Americans love big cars, but big cars chew through gas at an alarming rate. And while hybrid and all-electric cars are making inroads in the market, they’re very expensive to produce. Meanwhile, automakers are using cheaper engineering techniques to bump up the efficiency of popular models.
In 2011, President Obama announced an agreement made between 13 car manufacturers to increase average fuel economy of cars built in 2025 to 54.5 miles per gallon. But sustained low fuel prices and increasing sales of trucks compared to cars are making that target look ambitious. A pair of recent government reports suggested that fuel economy might reach 50 miles per gallon at best.
One way to get there is to reduce the weight of vehicles. Traditionally that’s involved using aluminum, magnesium, or even carbon fiber. But as the New York Times reports, there’s an unlikely sounding alternative: glue.
The 2017 GMC Acadia SUV makes use of an advanced adhesive, similar to that used by airplane manufacturers, to hold together its subframe.
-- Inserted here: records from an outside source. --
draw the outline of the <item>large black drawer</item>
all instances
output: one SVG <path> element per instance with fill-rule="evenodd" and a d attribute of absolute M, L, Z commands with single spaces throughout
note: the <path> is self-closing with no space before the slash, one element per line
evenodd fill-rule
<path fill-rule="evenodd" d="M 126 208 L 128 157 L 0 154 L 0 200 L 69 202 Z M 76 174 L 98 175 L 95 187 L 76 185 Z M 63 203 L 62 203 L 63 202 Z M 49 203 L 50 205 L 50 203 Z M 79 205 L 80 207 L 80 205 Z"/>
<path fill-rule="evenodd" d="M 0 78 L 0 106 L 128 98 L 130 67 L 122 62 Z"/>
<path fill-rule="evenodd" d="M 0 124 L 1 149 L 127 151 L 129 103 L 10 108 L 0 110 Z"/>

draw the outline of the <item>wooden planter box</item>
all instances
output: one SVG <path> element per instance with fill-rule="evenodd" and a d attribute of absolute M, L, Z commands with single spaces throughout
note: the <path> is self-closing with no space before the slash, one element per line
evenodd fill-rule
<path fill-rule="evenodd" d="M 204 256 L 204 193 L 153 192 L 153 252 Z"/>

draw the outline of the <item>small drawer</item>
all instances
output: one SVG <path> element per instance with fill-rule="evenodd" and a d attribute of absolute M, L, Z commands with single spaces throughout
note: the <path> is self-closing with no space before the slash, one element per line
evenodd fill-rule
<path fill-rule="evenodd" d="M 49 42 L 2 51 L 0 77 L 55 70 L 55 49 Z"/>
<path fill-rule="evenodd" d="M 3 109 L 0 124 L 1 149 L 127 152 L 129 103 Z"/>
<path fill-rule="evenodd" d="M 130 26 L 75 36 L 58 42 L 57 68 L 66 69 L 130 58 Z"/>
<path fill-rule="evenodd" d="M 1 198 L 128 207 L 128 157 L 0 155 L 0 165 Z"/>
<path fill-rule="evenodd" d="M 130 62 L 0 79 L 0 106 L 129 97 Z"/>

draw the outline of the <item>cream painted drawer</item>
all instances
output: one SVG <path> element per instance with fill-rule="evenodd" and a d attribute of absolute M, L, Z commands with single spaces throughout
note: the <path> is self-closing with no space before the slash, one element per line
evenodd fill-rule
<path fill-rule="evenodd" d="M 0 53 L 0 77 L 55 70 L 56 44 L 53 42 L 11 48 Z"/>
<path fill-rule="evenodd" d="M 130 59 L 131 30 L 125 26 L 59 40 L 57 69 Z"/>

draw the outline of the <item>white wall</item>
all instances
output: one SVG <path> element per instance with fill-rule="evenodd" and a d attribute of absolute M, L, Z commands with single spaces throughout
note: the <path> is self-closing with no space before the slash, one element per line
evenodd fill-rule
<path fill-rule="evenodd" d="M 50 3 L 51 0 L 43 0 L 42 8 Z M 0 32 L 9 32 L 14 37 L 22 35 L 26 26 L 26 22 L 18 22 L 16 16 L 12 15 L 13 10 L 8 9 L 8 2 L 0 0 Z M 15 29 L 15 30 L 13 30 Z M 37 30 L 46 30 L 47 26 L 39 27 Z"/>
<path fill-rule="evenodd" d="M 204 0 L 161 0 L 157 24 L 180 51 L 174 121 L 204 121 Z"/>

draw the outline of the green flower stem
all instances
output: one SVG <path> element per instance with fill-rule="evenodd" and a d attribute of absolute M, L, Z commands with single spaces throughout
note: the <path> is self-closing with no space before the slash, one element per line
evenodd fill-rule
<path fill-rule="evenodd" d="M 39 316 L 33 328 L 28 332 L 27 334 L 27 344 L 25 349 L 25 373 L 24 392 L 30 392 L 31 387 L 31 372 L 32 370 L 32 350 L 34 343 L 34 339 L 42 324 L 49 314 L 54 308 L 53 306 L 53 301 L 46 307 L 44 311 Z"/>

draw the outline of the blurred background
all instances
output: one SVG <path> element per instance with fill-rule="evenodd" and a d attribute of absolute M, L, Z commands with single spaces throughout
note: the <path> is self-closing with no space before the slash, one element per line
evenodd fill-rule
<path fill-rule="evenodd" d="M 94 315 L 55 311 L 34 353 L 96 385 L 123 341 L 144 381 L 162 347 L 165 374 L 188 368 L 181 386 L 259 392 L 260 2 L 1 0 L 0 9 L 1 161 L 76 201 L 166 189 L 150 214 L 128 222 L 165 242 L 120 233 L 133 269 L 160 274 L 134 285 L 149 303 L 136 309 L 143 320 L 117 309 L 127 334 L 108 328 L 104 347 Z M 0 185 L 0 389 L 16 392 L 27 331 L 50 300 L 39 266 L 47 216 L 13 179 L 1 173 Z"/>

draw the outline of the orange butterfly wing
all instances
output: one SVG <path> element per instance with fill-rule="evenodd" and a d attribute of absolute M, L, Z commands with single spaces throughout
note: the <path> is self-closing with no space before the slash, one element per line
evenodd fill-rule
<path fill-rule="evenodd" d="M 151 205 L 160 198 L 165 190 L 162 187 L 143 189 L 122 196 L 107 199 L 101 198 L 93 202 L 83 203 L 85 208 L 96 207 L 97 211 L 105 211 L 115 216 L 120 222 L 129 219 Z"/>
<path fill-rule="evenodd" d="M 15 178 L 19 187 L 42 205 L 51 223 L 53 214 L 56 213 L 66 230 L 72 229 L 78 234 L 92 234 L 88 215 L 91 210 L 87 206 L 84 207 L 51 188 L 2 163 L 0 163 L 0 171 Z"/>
Unlike the usual rivets or spot welds, glue holds the entire seam of a join together, increasing stiffness. In turn, that allows the manufacturer to use thinner steel. Along with other weight-saving measures, that allowed the Acadia to shed 700 pounds.
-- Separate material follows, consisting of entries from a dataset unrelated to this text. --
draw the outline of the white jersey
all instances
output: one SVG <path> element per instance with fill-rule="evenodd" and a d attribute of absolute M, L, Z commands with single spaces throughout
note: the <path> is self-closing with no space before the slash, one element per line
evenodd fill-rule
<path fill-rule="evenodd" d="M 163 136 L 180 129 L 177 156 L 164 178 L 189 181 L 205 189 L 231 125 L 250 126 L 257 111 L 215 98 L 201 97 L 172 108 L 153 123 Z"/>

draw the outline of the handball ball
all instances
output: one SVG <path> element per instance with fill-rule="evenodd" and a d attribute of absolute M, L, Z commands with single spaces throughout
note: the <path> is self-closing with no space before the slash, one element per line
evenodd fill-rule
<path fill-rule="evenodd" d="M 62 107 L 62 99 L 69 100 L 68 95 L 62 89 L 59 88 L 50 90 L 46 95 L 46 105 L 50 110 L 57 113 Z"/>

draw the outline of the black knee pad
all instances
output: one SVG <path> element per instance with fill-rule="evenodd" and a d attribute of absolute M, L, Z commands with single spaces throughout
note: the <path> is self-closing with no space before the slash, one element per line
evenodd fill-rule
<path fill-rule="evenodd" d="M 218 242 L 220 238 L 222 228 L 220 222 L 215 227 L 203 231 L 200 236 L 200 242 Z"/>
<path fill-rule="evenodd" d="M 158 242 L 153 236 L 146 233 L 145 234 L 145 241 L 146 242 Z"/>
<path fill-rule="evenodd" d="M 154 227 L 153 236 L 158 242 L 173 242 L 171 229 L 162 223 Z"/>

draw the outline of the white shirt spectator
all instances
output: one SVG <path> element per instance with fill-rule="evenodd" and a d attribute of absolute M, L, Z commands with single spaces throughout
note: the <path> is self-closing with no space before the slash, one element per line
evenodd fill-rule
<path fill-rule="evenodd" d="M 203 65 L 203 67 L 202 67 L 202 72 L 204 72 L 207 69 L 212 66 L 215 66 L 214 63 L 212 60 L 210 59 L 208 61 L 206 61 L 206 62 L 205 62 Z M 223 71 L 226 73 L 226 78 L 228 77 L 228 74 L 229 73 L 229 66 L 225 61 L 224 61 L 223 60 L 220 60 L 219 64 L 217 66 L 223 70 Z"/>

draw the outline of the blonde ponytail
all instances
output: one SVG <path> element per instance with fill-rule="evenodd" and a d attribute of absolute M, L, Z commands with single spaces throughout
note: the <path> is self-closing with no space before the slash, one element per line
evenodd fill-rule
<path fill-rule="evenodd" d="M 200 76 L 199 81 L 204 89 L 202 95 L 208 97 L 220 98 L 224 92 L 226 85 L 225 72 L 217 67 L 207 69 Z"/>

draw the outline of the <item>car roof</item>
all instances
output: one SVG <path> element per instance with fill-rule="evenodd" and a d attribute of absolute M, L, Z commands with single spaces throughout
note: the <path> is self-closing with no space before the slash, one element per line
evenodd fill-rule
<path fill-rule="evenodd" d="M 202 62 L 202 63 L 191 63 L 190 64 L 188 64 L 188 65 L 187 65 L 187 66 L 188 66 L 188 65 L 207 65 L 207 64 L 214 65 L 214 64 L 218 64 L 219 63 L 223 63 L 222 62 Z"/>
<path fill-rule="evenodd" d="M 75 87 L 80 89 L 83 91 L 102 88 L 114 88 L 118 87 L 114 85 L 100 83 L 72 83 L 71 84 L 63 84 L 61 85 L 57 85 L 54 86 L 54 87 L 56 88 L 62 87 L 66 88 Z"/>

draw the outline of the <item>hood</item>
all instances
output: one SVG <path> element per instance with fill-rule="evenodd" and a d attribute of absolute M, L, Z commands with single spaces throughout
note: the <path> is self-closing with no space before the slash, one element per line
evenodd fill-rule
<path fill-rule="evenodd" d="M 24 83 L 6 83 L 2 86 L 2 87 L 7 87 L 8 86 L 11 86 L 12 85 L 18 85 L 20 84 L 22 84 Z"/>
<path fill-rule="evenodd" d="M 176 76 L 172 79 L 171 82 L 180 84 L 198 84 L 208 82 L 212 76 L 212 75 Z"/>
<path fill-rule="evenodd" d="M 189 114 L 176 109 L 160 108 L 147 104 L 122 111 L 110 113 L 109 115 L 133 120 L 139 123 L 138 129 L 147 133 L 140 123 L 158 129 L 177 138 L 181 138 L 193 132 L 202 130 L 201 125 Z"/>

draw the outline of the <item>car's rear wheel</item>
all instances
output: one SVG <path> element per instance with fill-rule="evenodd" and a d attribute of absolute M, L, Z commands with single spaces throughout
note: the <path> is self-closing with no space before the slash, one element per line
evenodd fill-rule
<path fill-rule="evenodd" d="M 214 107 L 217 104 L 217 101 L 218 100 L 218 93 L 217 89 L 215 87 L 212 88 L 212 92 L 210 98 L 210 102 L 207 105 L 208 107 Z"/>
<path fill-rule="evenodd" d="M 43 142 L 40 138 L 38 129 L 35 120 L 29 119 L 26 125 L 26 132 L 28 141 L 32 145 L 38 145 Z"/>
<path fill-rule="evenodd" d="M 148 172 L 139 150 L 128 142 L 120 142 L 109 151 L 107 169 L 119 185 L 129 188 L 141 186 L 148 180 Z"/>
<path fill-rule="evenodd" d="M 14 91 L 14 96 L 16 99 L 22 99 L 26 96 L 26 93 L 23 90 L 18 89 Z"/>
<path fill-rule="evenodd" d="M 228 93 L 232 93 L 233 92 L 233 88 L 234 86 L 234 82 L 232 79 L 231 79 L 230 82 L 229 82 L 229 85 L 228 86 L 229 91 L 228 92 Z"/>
Elsewhere, the electrical systems inside cars are being juiced up to help improve their green credentials. Most regular non-electric cars use electrical systems which are rated at 12 volts, but as The Economist points out, 48-volt systems look set to appear in cars starting in 2017. The increased voltage allows the vehicles to borrow some of the tricks used by hybrids without the large cost.
Audi’s forthcoming luxury SUV, the SQ7, for example, uses a 48-volt system to power a turbine that forces extra air into the engine to provide a momentary power bump. A prototype Ford Focus uses a similar power supply to provide torque-assistance, which helps the car accelerate.
These kinds of advances may not have the dramatic emission-reducing power of switching to all-electric motors, or even hybrid systems like those found in the Toyota Prius. But they’re less of a departure from the norm for both manufacturers and consumers, and could help cut emissions in vehicles that Americans are already buying in huge quantities.
Cars may increasingly be built by software developers, but electrical and mechanical engineers still have a big role to play in making our vehicles more efficient.